Synopses & Reviews
The highlands of Chiapas are smoldering with death. In the winter of 1997, paramilitary agents ambushed and killed many Mayan villagers in Acteal, Chiapas. Gifted writer Juan Felipe Herrera has composed a stirring poem sequence--published in a bilingual format--written in response and homage to those who died, as well as to all those who call for peace and justice in the Mexican highlands and throughout the Americas.
Thunderweavers is a story of violent displacements in the lives of the most impoverished residents of southern Mexico, the Tzotzil Tzeltal campesinos. It deals with the destruction of a people and all evidence of their lives:
Why am I Tzotzil?
Why was I born in this land of so many storms?

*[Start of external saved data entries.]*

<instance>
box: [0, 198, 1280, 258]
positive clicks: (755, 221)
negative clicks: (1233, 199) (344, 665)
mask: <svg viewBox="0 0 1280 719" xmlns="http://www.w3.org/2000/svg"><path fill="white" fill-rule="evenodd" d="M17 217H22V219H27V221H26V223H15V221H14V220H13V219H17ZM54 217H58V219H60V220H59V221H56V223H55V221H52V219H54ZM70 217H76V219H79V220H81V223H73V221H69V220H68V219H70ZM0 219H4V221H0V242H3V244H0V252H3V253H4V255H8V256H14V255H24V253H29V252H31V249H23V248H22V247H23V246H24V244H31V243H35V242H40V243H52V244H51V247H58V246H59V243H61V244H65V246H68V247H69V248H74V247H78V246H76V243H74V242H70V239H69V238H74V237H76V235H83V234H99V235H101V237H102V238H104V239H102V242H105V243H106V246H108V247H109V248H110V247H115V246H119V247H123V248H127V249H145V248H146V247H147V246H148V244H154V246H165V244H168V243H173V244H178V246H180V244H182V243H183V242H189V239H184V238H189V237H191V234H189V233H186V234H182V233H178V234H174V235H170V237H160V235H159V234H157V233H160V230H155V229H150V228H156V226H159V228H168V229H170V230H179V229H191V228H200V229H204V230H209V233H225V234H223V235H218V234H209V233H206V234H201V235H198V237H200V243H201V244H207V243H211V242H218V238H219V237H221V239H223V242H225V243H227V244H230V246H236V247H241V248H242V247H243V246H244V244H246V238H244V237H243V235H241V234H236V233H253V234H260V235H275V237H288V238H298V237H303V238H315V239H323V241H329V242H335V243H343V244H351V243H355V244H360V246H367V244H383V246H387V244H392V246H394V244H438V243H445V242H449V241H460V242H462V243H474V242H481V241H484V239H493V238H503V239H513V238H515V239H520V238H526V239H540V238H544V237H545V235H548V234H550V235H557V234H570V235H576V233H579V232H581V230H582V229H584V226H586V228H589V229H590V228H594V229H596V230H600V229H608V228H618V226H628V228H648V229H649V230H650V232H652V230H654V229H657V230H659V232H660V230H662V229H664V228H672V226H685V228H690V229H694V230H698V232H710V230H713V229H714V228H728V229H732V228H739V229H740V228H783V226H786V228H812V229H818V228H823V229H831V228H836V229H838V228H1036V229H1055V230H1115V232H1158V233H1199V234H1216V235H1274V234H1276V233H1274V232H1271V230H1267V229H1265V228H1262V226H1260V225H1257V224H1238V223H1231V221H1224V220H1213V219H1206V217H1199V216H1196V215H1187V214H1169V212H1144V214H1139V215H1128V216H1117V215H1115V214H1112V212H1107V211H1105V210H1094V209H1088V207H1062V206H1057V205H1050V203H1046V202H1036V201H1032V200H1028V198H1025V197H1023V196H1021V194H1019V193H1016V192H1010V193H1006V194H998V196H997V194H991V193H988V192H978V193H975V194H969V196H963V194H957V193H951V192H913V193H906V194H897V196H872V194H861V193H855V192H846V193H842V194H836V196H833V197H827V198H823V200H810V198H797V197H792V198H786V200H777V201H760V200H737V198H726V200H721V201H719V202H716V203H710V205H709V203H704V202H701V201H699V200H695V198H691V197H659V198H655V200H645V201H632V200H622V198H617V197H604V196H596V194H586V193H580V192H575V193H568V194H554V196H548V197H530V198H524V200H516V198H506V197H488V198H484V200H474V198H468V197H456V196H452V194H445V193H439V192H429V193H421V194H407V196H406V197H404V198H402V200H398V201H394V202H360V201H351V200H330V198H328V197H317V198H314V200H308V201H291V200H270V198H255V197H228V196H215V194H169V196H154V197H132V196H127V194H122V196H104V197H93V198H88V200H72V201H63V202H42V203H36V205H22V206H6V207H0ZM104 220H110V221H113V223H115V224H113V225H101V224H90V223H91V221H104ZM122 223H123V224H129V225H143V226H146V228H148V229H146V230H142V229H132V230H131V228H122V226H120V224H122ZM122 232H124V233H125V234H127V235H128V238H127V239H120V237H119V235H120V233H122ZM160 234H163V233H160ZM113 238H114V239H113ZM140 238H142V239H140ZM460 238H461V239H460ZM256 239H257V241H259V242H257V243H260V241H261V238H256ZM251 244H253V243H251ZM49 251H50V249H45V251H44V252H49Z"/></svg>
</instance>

I plant corn and yet I reap gunpowder
I plant coffee and yet I reap mad spirits
I plant my house and yet I reap the viscera
of this fallen earth.
The sections are written in the voices of four women from a family in Chiapas: Xunka, a lost twelve-year-old girl; Pascuala, the mother; grandmother Maruch; and Makal, an older daughter who is pregnant. Each voice weaves into the others and speaks for still other members of the larger Mayan and Native American family.
Herrera, a major Chicano poet known for his expansive, surreal writing, here takes on a spare and lyrical style in the tradition of Rosario Castellanos, recalling as well the canto legacy of Pablo Neruda and the testimonial call of Ernesto Cardenal. Thunderweavers is a poetic account of transcendence and continuity in the midst of chaos, suffering, and war-a Mayan cycle of personal, physical, and spiritual struggles that Indian women have been continuously engaged in for th-a past five hundred years.
Review
"Fierce, anguished lyrics. . . . Herrera handles complex, wrenching material with a chilling tone that is at once furiously resistant, unsentimental and deeply wounded. The back-to-back English and Spanish allows the reader a fluid read in either language." —
Publishers Weekly "Juan Felipe Herrera has done a commendable job of bringing the horror of this time to poetry." —Foreword
"The simple, enduring ebb and flow of village life . . . is shattered forever by man's unnatural acts; the fields are drenched in blood and the people murdered. That Thunderweavers is a hard book to read is a tribute to the power of Herrera's elegiac verses." —Multicultural Review
About the Author
Poet and performance artist Juan Felipe Herrera is the author of many books of poetry and prose, as well as two bilingual books for children. He is the twenty-first Poet Laureate of the United States.
Table of Contents
Xunka: the lost daughter -- Pascuala: mother among thunder -- Maruch: grandmother of the roads -- Makal: daughter of the drums -- Xunka: la hija perdida -- Pascuala: la madre entre los rayos -- Maruch: la abuela de las veredas -- Makal: la hija de los tambores.